The bill shifts the response to child trafficking toward prevention, victim‑centered care, and capacity building—likely improving outcomes for many survivors—but does so through new federal spending, grant programs, and reporting requirements that create administrative burdens, sustainability risks, and potential uneven access without strong safeguards and funding offsets.
Children and youth who are victims of trafficking will be identified more often and routed to trauma‑informed, victim‑centered services (including diversion from prosecution, long‑term mental health care, housing, and survivor protections), improving recovery and reducing criminal records for exploited minors.

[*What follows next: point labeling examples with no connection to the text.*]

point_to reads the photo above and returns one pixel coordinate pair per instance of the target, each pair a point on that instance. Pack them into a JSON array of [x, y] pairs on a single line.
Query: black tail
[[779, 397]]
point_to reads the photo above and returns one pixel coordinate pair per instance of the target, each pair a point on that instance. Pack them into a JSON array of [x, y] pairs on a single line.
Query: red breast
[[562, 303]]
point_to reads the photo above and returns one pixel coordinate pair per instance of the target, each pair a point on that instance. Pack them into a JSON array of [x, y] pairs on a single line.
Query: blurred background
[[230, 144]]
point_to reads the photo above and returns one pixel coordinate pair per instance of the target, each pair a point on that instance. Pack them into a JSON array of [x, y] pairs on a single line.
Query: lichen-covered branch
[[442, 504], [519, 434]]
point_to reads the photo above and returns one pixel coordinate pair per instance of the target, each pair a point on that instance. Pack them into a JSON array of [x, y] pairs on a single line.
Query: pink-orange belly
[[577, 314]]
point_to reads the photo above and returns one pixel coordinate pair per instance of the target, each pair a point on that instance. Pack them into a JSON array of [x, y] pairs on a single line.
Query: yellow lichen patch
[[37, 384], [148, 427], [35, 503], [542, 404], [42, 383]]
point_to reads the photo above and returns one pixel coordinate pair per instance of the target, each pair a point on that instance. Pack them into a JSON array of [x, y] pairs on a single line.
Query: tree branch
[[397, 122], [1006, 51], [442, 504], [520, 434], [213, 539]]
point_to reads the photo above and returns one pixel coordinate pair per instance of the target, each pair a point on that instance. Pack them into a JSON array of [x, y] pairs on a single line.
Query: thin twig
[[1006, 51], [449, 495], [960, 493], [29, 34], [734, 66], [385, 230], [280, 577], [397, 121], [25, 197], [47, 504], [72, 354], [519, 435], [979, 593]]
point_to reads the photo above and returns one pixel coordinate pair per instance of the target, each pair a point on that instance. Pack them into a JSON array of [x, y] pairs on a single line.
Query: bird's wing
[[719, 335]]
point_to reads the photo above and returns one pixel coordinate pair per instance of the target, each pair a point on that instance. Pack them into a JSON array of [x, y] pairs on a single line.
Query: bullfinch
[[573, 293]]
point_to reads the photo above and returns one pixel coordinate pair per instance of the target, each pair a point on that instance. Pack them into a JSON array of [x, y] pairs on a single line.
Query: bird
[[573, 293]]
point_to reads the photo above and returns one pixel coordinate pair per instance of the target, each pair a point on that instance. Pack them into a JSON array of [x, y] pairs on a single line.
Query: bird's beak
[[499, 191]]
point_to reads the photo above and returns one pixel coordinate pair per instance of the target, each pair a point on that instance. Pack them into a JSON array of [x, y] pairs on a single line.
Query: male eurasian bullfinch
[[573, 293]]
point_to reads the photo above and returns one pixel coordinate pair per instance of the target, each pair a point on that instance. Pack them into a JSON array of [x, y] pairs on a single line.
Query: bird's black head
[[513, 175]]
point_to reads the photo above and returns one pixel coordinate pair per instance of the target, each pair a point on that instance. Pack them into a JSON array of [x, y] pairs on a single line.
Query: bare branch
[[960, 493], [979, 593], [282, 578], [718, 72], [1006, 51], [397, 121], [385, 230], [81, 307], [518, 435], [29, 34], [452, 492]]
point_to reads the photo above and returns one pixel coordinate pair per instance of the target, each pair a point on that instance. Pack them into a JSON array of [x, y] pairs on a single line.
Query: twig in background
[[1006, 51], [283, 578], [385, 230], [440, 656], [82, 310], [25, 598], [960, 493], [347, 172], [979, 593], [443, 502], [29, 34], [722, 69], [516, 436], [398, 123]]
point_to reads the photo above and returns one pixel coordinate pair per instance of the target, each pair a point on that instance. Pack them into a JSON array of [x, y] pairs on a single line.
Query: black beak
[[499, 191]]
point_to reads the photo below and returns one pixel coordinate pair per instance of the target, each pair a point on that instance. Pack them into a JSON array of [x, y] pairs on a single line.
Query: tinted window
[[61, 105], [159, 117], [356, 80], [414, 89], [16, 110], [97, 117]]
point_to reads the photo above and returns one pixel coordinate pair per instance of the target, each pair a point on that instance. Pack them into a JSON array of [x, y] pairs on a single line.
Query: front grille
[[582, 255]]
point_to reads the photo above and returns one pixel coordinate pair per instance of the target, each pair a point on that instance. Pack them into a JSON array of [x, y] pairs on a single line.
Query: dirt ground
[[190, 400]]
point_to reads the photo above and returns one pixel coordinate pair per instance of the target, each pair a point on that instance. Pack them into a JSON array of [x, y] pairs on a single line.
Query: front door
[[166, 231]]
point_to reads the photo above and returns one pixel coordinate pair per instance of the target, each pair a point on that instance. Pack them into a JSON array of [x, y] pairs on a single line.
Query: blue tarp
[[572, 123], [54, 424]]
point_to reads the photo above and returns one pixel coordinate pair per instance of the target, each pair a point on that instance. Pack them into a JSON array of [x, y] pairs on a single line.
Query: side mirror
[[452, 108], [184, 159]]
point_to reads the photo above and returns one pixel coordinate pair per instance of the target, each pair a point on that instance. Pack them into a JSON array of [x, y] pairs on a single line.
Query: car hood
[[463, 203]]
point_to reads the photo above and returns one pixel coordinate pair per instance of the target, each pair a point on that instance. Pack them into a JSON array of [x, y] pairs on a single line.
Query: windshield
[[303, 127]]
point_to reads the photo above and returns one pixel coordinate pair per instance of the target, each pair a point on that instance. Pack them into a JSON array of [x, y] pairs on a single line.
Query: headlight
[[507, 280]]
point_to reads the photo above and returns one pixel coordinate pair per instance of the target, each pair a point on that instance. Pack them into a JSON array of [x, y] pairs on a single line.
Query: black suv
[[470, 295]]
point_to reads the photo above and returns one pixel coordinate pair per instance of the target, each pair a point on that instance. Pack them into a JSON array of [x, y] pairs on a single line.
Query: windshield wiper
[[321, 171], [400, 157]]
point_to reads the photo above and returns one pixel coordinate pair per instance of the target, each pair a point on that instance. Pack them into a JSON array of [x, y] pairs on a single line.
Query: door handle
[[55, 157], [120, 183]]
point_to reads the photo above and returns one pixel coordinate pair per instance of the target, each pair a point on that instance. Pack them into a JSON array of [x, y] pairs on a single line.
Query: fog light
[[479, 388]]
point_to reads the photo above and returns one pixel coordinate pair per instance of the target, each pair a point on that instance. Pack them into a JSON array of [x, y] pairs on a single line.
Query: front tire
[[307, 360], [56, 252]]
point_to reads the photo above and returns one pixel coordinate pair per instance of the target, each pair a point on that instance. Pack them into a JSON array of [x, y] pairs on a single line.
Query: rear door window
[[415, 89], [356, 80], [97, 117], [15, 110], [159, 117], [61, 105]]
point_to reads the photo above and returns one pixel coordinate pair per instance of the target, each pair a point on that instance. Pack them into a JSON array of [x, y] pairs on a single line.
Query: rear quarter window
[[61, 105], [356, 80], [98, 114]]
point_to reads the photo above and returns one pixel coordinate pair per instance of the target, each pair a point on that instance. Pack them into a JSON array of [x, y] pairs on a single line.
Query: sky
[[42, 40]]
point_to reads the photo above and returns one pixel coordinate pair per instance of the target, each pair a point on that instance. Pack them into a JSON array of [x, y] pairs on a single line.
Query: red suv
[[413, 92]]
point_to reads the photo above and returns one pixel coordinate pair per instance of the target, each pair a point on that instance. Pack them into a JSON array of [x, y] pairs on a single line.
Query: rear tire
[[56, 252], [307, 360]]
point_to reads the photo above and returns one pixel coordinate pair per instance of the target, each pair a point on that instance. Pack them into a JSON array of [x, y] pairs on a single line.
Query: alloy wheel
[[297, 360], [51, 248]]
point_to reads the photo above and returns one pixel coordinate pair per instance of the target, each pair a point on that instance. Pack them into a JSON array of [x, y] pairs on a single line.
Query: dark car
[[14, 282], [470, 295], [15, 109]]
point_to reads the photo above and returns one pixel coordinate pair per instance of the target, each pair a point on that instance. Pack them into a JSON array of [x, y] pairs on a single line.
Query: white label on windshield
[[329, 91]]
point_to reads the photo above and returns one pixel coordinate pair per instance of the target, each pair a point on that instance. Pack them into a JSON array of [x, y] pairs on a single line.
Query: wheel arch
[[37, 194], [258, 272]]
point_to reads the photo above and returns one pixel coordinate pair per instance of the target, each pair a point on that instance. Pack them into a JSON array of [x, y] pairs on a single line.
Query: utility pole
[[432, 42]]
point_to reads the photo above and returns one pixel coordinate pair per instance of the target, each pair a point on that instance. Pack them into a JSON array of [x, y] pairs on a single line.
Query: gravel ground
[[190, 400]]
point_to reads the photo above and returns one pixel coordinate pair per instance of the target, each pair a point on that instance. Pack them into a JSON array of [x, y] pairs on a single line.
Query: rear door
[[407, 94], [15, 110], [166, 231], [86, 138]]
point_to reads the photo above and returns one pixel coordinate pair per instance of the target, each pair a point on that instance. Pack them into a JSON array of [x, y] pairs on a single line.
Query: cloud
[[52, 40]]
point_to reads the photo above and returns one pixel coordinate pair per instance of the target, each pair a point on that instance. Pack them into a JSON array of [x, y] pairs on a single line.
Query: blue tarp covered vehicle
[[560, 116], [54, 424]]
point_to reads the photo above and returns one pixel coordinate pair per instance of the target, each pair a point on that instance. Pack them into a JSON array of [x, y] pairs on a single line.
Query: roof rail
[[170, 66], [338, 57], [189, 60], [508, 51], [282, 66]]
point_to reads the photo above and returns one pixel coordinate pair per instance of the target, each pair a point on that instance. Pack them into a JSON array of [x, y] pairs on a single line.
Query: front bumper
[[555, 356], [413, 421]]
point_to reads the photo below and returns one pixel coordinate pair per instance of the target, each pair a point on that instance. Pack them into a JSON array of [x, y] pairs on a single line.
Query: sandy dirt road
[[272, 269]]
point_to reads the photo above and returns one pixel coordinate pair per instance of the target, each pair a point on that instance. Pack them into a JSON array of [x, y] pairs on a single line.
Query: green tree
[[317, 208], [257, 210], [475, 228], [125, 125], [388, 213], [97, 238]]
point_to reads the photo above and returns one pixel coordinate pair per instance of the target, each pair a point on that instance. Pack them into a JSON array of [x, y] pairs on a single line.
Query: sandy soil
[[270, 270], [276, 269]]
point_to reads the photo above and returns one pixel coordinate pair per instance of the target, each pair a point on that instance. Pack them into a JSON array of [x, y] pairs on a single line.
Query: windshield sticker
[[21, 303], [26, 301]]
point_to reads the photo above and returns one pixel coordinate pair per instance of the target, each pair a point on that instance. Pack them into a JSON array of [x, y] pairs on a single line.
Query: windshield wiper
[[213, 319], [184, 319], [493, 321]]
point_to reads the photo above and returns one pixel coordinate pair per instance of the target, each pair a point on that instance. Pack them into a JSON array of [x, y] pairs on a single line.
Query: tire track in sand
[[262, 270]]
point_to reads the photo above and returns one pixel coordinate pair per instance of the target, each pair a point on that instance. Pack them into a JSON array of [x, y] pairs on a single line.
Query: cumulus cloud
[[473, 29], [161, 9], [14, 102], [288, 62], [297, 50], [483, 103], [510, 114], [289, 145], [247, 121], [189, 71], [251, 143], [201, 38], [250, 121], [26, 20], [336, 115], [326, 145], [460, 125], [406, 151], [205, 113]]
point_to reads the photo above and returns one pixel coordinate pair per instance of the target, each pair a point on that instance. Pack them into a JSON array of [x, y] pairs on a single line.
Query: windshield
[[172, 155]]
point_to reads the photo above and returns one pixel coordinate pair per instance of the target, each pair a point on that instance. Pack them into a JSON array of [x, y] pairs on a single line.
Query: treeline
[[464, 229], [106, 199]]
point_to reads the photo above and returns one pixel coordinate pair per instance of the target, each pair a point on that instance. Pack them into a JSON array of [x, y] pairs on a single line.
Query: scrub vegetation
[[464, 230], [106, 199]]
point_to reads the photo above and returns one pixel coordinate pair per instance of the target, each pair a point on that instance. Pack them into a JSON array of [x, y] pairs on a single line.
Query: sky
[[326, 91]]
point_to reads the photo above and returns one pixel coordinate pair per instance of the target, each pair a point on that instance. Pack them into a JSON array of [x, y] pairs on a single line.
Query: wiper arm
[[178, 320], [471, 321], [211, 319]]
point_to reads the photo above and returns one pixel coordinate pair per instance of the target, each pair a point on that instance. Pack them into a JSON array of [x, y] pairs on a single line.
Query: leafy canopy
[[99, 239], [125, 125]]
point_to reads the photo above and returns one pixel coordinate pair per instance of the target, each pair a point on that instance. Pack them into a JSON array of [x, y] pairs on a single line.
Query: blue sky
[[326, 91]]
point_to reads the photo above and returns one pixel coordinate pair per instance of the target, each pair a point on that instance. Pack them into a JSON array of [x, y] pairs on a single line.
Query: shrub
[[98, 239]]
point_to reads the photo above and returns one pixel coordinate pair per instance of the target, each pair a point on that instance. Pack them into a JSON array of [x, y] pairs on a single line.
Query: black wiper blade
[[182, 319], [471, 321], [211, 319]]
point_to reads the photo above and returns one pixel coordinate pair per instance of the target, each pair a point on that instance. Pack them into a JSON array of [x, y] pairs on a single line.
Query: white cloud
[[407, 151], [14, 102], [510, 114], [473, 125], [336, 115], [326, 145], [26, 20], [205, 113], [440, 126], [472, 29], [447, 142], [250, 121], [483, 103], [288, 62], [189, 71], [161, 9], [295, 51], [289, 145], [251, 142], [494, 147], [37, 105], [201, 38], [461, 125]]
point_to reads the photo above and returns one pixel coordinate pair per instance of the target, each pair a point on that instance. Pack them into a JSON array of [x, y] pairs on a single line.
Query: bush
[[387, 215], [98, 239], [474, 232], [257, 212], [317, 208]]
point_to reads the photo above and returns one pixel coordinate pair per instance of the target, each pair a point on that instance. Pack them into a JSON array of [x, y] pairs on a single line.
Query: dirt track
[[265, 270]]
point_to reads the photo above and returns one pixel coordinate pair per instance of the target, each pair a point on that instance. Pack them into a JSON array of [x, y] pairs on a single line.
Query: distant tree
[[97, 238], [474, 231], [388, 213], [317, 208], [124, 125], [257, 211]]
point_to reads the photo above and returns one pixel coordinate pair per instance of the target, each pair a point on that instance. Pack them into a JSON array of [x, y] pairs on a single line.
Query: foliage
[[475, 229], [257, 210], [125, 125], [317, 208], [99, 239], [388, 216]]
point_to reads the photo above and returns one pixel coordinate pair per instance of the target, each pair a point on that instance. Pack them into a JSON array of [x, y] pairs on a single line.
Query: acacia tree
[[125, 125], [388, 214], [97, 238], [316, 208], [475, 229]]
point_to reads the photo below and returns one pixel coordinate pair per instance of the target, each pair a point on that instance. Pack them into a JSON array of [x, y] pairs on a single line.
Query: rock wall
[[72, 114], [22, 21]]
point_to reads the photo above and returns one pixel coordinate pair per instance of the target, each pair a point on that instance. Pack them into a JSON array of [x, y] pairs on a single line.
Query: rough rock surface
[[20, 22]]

Students (K–12) and foster youth will receive education and prevention programming that increases awareness of trafficking risks and how to seek help, which can reduce future victimization.
Federal grants and funding streams expand community capacity—supporting schools, foster care agencies, nonprofits, and workforce programs—to deliver specialized services, housing, and job training for at‑risk and survivor youth.
Taxpayers face increased federal spending to fund multi‑agency activities, multi‑year studies, and multiple grant programs unless offsets are identified, which could widen the budgetary burden.
State, local, Tribal governments, schools, and nonprofits will incur significant administrative and compliance burdens (applications, reporting, multidisciplinary team requirements, and training), which may strain limited staff and resources.
Competitive or limited grant funding risks uneven access—smaller jurisdictions, rural areas, and some survivors may be left without services if they fail to secure awards or if awards concentrate regionally.
Based on analysis of 8 sections of legislative text.
Creates an interagency task force and study and authorizes federal grants for prevention education, law enforcement training/diversion, survivor services, job training, housing, and counseling.
Introduced December 19, 2025 by Frederica Wilson · Last progress December 19, 2025
Creates a federal effort to prevent and respond to child sex trafficking by forming an interagency task force, directing a joint study, and authorizing multiple grant programs. Grants would fund school- and foster-based education, law enforcement training and diversion programs, job training for survivors, long-term housing and counseling, and other victim-centered services; a congressionally reported study on causes and markets is due within three years.